DÉNONCIATIONS
Au bal des faux-culs
Sommes-nous des pions entre les mains des « élites » ? Gilles Martin-Chauffier démonte un fait-divers pour écrire le roman de la tartufferie des puissants. Benoît Duteurtre choisit le conte philosophique pour alerter sur les dérives d’un libéralisme qui serait éco-responsable.
Un ado d’origine maghrébine meurt dans une cité de la banlieue après avoir croisé un gardien de la paix. On est en plein été 2016, la France rêve de vacances peinardes et les ministres de villégiatures au bord de l’eau. On vous la fait courte : du ministère au commissariat en passant par la mairie, les avocats et les revendeurs de came de la cité, faut juste étouffer l’affaire, éviter que tout s’embrase et éloigner les charognards de BFM-TV. Qui a tué le môme ? Tout le monde s’en fout. Le policier est coupable ? Puisqu’on vous dit que l’on s’en tape le coquillard…
Gilles Martin-Chauffier donne la parole à tous les protagonistes de cette sordide affaire pour livrer un roman passionnant, glaçant, désabusé, souvent très drôle et toujours féroce sur la tartufferie des gouvernants et les lâchetés des journalistes, avocats, fonctionnaires… Sur ce coup-là, « gros coup d’bol », un mongolito fait un carnage avec son camion-bélier sur la Croisette des Anglais. Les médias et l’indignation générale ont rendez-vous à Nice. La « Cité noire », quant à elle, n’intéresse plus grand monde, on peut fermer le cercueil du môme…
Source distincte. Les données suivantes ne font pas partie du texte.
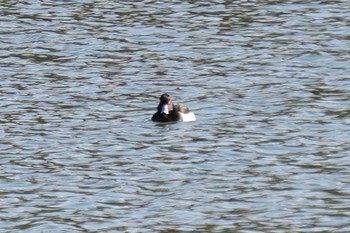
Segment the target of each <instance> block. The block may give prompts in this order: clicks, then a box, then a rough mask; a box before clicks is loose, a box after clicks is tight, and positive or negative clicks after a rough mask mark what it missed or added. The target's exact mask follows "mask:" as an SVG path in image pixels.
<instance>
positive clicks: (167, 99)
mask: <svg viewBox="0 0 350 233" xmlns="http://www.w3.org/2000/svg"><path fill="white" fill-rule="evenodd" d="M159 99H160V103H161V104H168V103H169V102H170V101H171V97H170V95H168V94H167V93H164V94H163V95H161V96H160V98H159Z"/></svg>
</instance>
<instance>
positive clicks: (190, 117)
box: [179, 112, 196, 122]
mask: <svg viewBox="0 0 350 233" xmlns="http://www.w3.org/2000/svg"><path fill="white" fill-rule="evenodd" d="M179 114H180V119H181V121H184V122H189V121H196V115H194V113H193V112H188V113H182V112H179Z"/></svg>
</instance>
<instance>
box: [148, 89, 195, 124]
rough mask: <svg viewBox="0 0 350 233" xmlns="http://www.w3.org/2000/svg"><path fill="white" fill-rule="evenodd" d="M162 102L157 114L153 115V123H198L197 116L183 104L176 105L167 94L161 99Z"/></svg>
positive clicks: (164, 94)
mask: <svg viewBox="0 0 350 233" xmlns="http://www.w3.org/2000/svg"><path fill="white" fill-rule="evenodd" d="M159 100H160V102H159V104H158V107H157V112H156V113H154V114H153V116H152V121H156V122H172V121H184V122H189V121H196V116H195V114H194V113H193V112H191V111H190V110H189V109H188V107H186V106H184V105H182V104H175V103H174V102H173V101H172V98H171V97H170V95H168V94H167V93H164V94H162V95H161V96H160V98H159Z"/></svg>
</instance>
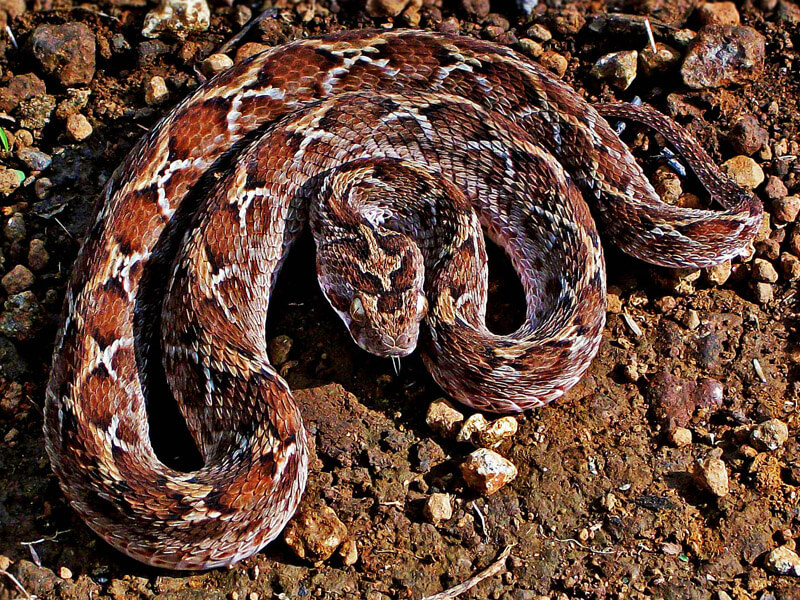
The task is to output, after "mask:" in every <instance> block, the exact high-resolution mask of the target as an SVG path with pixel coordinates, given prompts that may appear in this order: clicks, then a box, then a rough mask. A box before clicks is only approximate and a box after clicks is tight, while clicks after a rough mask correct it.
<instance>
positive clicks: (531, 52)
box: [519, 38, 544, 58]
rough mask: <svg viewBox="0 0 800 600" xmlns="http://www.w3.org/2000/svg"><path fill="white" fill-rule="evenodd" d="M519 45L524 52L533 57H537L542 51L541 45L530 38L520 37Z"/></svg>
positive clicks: (540, 44)
mask: <svg viewBox="0 0 800 600" xmlns="http://www.w3.org/2000/svg"><path fill="white" fill-rule="evenodd" d="M519 45H520V47H521V48H522V50H523V51H524V52H525V54H527V55H528V56H532V57H533V58H539V57H540V56H541V55H542V54H543V53H544V48H542V45H541V44H540V43H539V42H536V41H534V40H532V39H530V38H520V40H519Z"/></svg>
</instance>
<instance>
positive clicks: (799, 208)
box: [772, 196, 800, 223]
mask: <svg viewBox="0 0 800 600" xmlns="http://www.w3.org/2000/svg"><path fill="white" fill-rule="evenodd" d="M798 213H800V196H786V197H785V198H780V199H778V200H775V201H774V202H773V203H772V214H773V216H774V217H775V219H777V220H778V221H780V222H782V223H792V222H793V221H796V220H797V214H798Z"/></svg>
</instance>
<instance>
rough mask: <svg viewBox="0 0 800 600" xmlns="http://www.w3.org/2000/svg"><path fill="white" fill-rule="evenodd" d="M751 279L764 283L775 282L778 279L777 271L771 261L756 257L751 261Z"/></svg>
mask: <svg viewBox="0 0 800 600" xmlns="http://www.w3.org/2000/svg"><path fill="white" fill-rule="evenodd" d="M753 279H755V280H756V281H762V282H764V283H775V282H776V281H778V272H777V271H776V270H775V267H773V266H772V263H771V262H769V261H768V260H764V259H763V258H757V259H755V260H754V261H753Z"/></svg>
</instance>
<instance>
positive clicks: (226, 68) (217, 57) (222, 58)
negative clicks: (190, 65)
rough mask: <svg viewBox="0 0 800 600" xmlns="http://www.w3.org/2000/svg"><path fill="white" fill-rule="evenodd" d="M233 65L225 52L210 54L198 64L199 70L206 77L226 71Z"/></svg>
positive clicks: (209, 76)
mask: <svg viewBox="0 0 800 600" xmlns="http://www.w3.org/2000/svg"><path fill="white" fill-rule="evenodd" d="M232 66H233V59H232V58H231V57H230V56H228V55H227V54H212V55H211V56H209V57H208V58H207V59H205V60H204V61H203V62H202V63H201V64H200V70H201V71H203V74H204V75H206V77H213V76H214V75H216V74H217V73H222V72H223V71H227V70H228V69H230V68H231V67H232Z"/></svg>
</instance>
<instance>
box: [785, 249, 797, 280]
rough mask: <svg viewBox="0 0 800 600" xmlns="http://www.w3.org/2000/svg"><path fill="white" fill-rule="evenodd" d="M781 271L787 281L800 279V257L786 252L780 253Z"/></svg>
mask: <svg viewBox="0 0 800 600" xmlns="http://www.w3.org/2000/svg"><path fill="white" fill-rule="evenodd" d="M781 272H782V273H783V276H784V277H786V279H788V280H789V281H795V280H797V279H800V258H797V257H796V256H795V255H793V254H789V253H788V252H784V253H783V254H781Z"/></svg>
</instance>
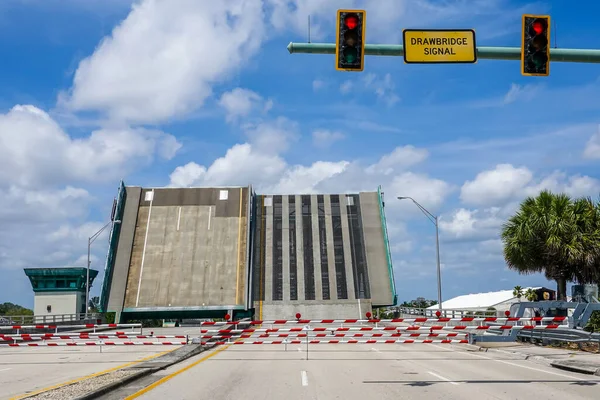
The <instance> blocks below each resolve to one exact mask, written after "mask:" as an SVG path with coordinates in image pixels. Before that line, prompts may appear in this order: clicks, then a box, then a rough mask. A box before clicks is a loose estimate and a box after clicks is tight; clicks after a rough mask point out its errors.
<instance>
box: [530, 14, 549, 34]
mask: <svg viewBox="0 0 600 400" xmlns="http://www.w3.org/2000/svg"><path fill="white" fill-rule="evenodd" d="M547 27H548V26H547V24H546V21H545V20H543V19H541V18H538V19H536V20H535V21H533V23H532V24H531V30H533V32H534V33H535V34H536V35H541V34H542V33H543V32H544V31H545V30H546V28H547Z"/></svg>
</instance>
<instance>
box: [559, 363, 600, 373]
mask: <svg viewBox="0 0 600 400" xmlns="http://www.w3.org/2000/svg"><path fill="white" fill-rule="evenodd" d="M550 365H551V366H552V367H554V368H558V369H564V370H565V371H571V372H578V373H580V374H587V375H598V376H600V368H594V367H582V366H576V365H569V364H562V363H560V362H551V363H550Z"/></svg>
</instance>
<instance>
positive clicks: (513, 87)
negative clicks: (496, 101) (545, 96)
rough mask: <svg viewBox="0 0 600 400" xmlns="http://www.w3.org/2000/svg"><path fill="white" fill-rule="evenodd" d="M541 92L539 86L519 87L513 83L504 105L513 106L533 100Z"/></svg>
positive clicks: (526, 86)
mask: <svg viewBox="0 0 600 400" xmlns="http://www.w3.org/2000/svg"><path fill="white" fill-rule="evenodd" d="M538 92H539V86H537V85H518V84H516V83H513V84H512V85H511V86H510V89H509V90H508V93H506V95H505V96H504V104H511V103H514V102H517V101H522V100H531V99H533V98H534V97H535V96H536V95H537V94H538Z"/></svg>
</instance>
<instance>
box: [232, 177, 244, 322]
mask: <svg viewBox="0 0 600 400" xmlns="http://www.w3.org/2000/svg"><path fill="white" fill-rule="evenodd" d="M242 194H243V191H242V188H240V215H239V222H238V254H237V259H238V268H237V270H236V273H235V304H239V302H238V300H239V295H240V287H239V284H240V264H241V261H240V258H241V257H240V247H241V242H242ZM231 318H233V315H232V316H231Z"/></svg>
Avec des dialogues aussi efficaces qu’un Benalla dans une manif, le rédacteur en chef de Paris-Match livre une démonstration impeccable de justesse sur une société de castes autoproclamées, d’élites consanguines, de communicants corrompus. Anarchiste de droite qui mettrait tout le monde dans le même panier, Gilles Martin-Chauffier ? Trop simpliste. L’auteur aime la France, celle qui fait un double doigt d’honneur à cette comédie du pouvoir, zappe les corps intermédiaires, survit avec ses règles et ses lois non écrites… L’ère des suspects est une version moderne du bal des faux-culs et – un peu – le pendant français du Bûcher des vanités de Tom Wolfe.
Révolution
Tout aussi grinçant et pertinent, façon conte philosophique voltairien, Benoît Duteurtre livre En marche ! (où a-t-il bien pu dénicher un titre pareil ?), chronique sur la manière dont les projets de société les plus séduisants peuvent partir en cacahuète. L’intrigue n’est pas datée, on parlera d’un futur proche qui ressemble furieusement à notre présent, un brin décalé. Nous sommes au lendemain d’élections qui ont donné une écrasante majorité au parti En Avant (suivez mon regard). Thomas, un jeune député fraîchement élu, décide de se rendre en Rugénie, un ex-satellite de l’ex-URSS qui applique, cas unique, la « révolution centriste éco-responsable » qu’il appelle de ses vœux. Une « globalisation heureuse » théorisée par un certain Stepan Gloss qui prône à la fois « la liberté économique, la protection des droits humains et la sauvegarde de la planète ».
Vous saisissez le miroir aux alouettes ? L’arnaque ? Thomas débarque à Sbrytzk, la capitale rugène, et va évidemment tomber de désillusion en désenchantement. Les voitures sont interdites en centre-ville ? Les bouchons (et la pollution) en périphérie sont abominables. La collecte des ordures ménagères a été privatisée ? Les éboueurs sont en grève illimitée, la puanteur en ville est insoutenable. Thomas a-t-il le malheur de sourire à une maman et son bébé ? Le voici conduit et interrogé au commissariat pour harcèlement.
Ce « meilleur des mondes » cache en fin de compte un régime autoritaire ? Les slogans martelés par une communication omniprésente et fanfaronnante rappellent étrangement ceux de l’ancien régime soviétique ? La démonstration de Benoît Duteurtre est implacable : le nouveau monde promis ressemble fort à l’ancien. La loi du plus fort continue de régner. L’individu soi-disant protégé est surtout contrôlé, cerné de normes et d’interdits. Jusqu’à l’absurde. Jusqu’à la défaite de la pensée. Il semble temps de créer un nouveau mouvement : Vigilants !
LIRE « L’ère des suspects » , Gilles Martin-Chauffier, éditions Grasset, 320 p., 20 €. « En marche ! », Benoît Duteurtre, éditions Gallimard, 216 p., 18,50 €.